How long does it take you to decide to buy something new in the supermarket?
Do you stand and read all the lovingly crafted copy on the front and back of the product? Do you admire the beautiful design, the quality of the packaging, all the little details that make up the lovely looking thing in front of you?
Of course you don’t.
Three-quarters of a second is probably overstating how long it takes people to make the decision. That’s why all those elements are critical, as subconsciously people have noticed those things.
Done right though, packaging copy can cause a reaction. I mean, you could hardly ignore these:
I think Oatly is probably the 21st-century version of innocent, who impacted how packaging copy was written for many years after. There’s plenty of words on these boxes, making even the dull regulatory type information relatively interesting.
Simple, straightforward, ingredient-led. Pretty much all you need to know about how The Ordinary write their copy. Stripped back in every sense, from packaging to words. You know it’s impactful when you can see other brands drawing parallels.
I think this style goes across quite a few categories in Waitrose, but I’ve always liked the simplicity. Most people will just look at the herbs themselves, or the name. If they dig deeper for a millisecond, the information is interesting but snappy.
There are so many examples I could pick from my favourite spirit category. What I love about this one is getting all the elements working together: clever use of graphics, choiceful selection of words. Sometimes less is really more.
There’s never been anything minimal about the use of packaging copy by Soap & Glory. Clever, witty, smile-inducing and hard to ignore.
What can you learn from these brands for your packaging copy?

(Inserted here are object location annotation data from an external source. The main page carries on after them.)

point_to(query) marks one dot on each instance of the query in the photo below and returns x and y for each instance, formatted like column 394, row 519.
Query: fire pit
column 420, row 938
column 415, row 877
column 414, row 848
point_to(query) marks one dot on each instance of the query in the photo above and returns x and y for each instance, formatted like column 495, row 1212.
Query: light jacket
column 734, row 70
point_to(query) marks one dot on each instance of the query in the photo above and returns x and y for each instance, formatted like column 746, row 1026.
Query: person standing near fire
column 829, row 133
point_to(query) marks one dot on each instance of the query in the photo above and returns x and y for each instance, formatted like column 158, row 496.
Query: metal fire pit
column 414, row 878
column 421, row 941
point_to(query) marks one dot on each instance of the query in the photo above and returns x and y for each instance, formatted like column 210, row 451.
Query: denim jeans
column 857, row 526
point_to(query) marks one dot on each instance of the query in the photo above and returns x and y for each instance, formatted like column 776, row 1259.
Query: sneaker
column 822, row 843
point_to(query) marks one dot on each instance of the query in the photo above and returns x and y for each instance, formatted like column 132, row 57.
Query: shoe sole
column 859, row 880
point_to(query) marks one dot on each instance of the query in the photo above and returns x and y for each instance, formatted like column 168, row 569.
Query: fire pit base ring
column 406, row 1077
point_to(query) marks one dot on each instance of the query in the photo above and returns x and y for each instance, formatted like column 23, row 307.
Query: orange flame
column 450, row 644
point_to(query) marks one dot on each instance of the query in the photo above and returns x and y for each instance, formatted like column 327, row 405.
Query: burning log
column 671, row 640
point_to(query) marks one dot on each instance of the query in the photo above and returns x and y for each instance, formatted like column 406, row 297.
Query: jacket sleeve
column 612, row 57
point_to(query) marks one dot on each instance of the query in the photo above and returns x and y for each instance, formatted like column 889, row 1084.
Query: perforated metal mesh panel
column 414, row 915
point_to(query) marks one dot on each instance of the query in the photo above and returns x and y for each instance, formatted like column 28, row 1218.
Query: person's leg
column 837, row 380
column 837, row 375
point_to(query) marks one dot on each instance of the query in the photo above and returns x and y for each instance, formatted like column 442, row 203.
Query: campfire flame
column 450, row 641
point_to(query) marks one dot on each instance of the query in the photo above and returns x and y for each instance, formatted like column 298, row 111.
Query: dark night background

It doesn’t matter what category or industry you’re in, there’s something to learn from everything around you. There are also constraints, regulations, requirements that are specific to the area you work in as well. That doesn’t mean they have to rule what you do. All the examples above understand their regulatory frameworks but make them work for them.
Before you start, I have six key things for you to consider before you get started, as the set up to making stand out packaging copy:
Number one: Everyone can write
Ignore what they told you at school, at university. You can write. You might choose not to write, but if it’s your job to write packaging copy, then you can.
Number two: A blank screen or page is scary
Trust me, I’m a writer. I have the fear of the blank screen too.
Number three: Don’t waste your words
No product is ever low-quality. Nothing is ever last to market. No one says they are not innovative. Don’t waste your words or your customer’s time by saying your product is high-quality, innovative or first to market. If that’s all you’ve got to say, then maybe you need a rethink.
Number four: Keep it brief
I’ll qualify that. Keep it as brief as it needs to be when it needs to be. If it’s a warning to avoid life and death or serious maiming, don’t miss anything out. If you’re on your third paragraph about a washing up liquid, it’s time to find the delete button.
Number five: Don’t lie
This isn’t just about packaging copy, although it applies here. In an age of ever-increasing expectations of transparency, if you don’t lie, then there’s nothing to get caught out on.
Number six: Be creative
I think what the examples show is that just because your packaging copy doesn’t have long to grab someone’s attention doesn’t mean it should be dull. Far from it. Find your voice and really use it. Don’t try to be anyone else, and don’t be dull.
Stand out whatever your industry
Finally, of course, it’s difficult if your product is in a highly regulated sector. There are limits to the creativity you can apply to your copy. For everyone else, there is no excuse not to create something memorable, something with stand out.
If you’ve only got 0.75 seconds, make it count.